Original date: 2015-08-12 14:21:40
It could be related to my recent broadcast change. (b1db2f25a931534c555aadd14740f8f6831bf9ae)
Tom, can you tell the parameters you're using for ChaNGa when you get this crash? I'll try to reproduce the issue.
Original date: 2015-08-12 19:02:13
I used "git bisect" to figure out which commit caused the problem. It tells me: login3.stampede(17)$ git bisect bad b1db2f25a931534c555aadd14740f8f6831bf9ae is the first bad commit
To reproduce on Stampede: 1) In charm, "./build ChaNGa verbs-linux-x86_64 smp -j4 -O2" 2) In ChaNGa, "./configure --enable-bigkeys; make" 3) Run ChaNGa with the attached job script, and param file. The data file is too large to attach, but can be found at: ftp://ftp-hpcc.astro.washington.edu/pub/hpcc/bench/hrwh_sbc_gas.tbin
The files are also on Stampede in the directory /home1/00333/tg456090/work/hrwh_sbc_g
Original date: 2015-08-17 19:59:45
Thanks Tom, so it's my recent change is causing the problem. I have reproduced the crash and working on fixing it.
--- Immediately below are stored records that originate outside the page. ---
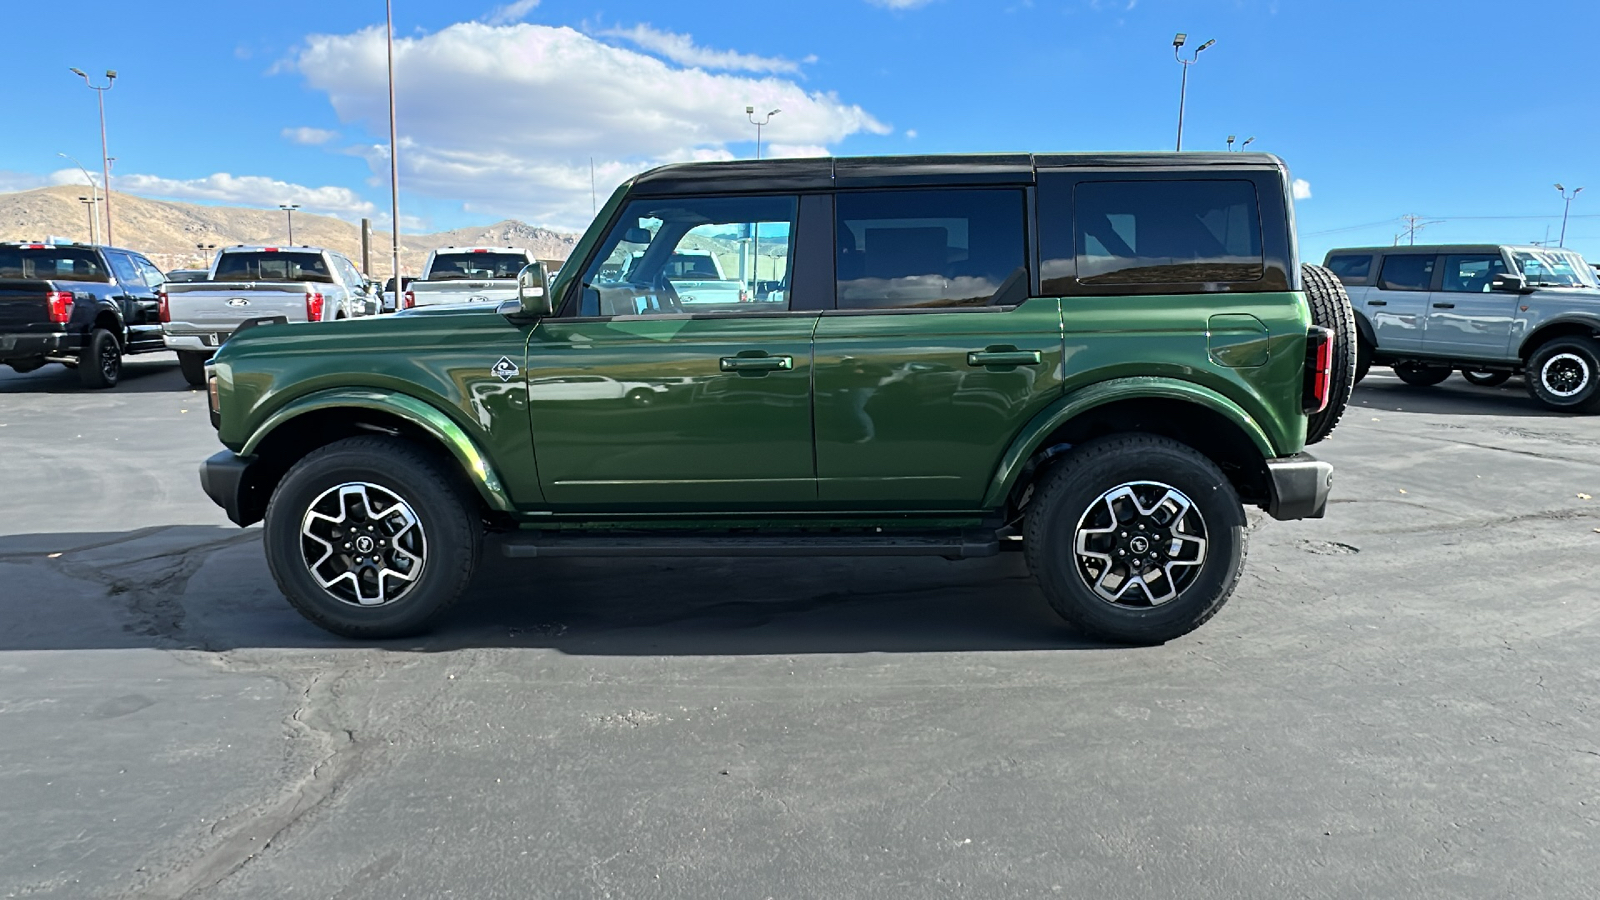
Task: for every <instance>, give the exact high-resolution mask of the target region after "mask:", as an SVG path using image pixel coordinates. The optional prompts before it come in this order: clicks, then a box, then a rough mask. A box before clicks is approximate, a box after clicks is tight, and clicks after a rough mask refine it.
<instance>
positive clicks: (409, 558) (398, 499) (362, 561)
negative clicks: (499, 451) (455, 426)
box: [262, 437, 483, 639]
mask: <svg viewBox="0 0 1600 900" xmlns="http://www.w3.org/2000/svg"><path fill="white" fill-rule="evenodd" d="M262 536H264V543H266V551H267V567H269V569H270V570H272V578H274V580H275V581H277V583H278V589H280V591H283V596H285V597H288V601H290V604H291V605H293V607H294V609H296V610H299V613H301V615H304V617H306V618H309V620H312V621H314V623H317V625H320V626H322V628H326V629H328V631H333V633H334V634H342V636H346V637H365V639H382V637H403V636H408V634H418V633H421V631H426V629H427V628H429V626H432V625H434V621H437V620H438V618H440V617H442V615H443V613H445V610H448V609H450V607H451V605H453V604H454V602H456V601H458V599H461V594H462V591H466V588H467V583H469V581H470V580H472V573H474V572H475V570H477V565H478V557H480V556H482V549H483V524H482V517H480V514H478V500H477V496H472V495H470V490H469V488H466V487H464V485H461V484H459V480H458V479H454V477H451V472H450V471H446V469H445V468H443V466H442V464H440V463H435V461H434V460H432V458H430V456H429V455H427V453H424V452H422V450H421V448H418V447H416V445H413V444H408V442H405V440H398V439H392V437H349V439H346V440H338V442H334V444H330V445H328V447H323V448H320V450H317V452H314V453H310V455H309V456H306V458H304V460H301V461H299V463H296V464H294V468H293V469H290V472H288V474H286V476H283V480H282V482H280V484H278V487H277V490H275V492H272V501H270V503H269V504H267V516H266V524H264V527H262Z"/></svg>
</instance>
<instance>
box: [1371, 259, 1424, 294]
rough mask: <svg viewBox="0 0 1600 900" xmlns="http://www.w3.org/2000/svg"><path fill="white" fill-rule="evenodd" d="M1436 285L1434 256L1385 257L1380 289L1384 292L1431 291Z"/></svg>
mask: <svg viewBox="0 0 1600 900" xmlns="http://www.w3.org/2000/svg"><path fill="white" fill-rule="evenodd" d="M1432 283H1434V258H1432V256H1384V274H1382V275H1379V279H1378V287H1381V288H1384V290H1429V287H1430V285H1432Z"/></svg>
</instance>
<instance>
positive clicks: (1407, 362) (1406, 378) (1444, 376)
mask: <svg viewBox="0 0 1600 900" xmlns="http://www.w3.org/2000/svg"><path fill="white" fill-rule="evenodd" d="M1395 376H1397V378H1398V380H1400V381H1405V383H1406V384H1410V386H1413V388H1432V386H1434V384H1438V383H1442V381H1445V380H1446V378H1450V367H1448V365H1424V364H1419V362H1400V364H1395Z"/></svg>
Original date: 2015-09-10 22:01:07
Any progress on this? Having charm broken on the ibverbs platform is not good.
Original date: 2015-09-11 13:35:12
I'm going to look into this after my paper deadline this weekend.
Original date: 2015-09-14 17:56:25
Fix is implemented here: https://charm.cs.illinois.edu/gerrit/#/c/827/ https://github.com/UIUC-PPL/charm/commit/7f5f80087cdd1e4fb075e274bfe629357cbf9364
I've tested and Changa works fine now. Tom, can you test it as well please?
Original date: 2015-09-17 19:48:15
The fix is merged.
Original date: 2015-11-11 03:05:23
Set status back to Merged so that we can distinguish whether the code was changed in some way, or the fix was elsewhere. Both are non-open states from Redmine's perspective.
Original issue: https://charm.cs.illinois.edu/redmine/issues/803
The latest charm version (v6.6.0-317-g80fea48) crashes a ChaNGa run on stampede with:
Fatal error on PE 502> packet in the middle does not have expected length
An earlier version (v6.6.0-258-ge8e17df) works.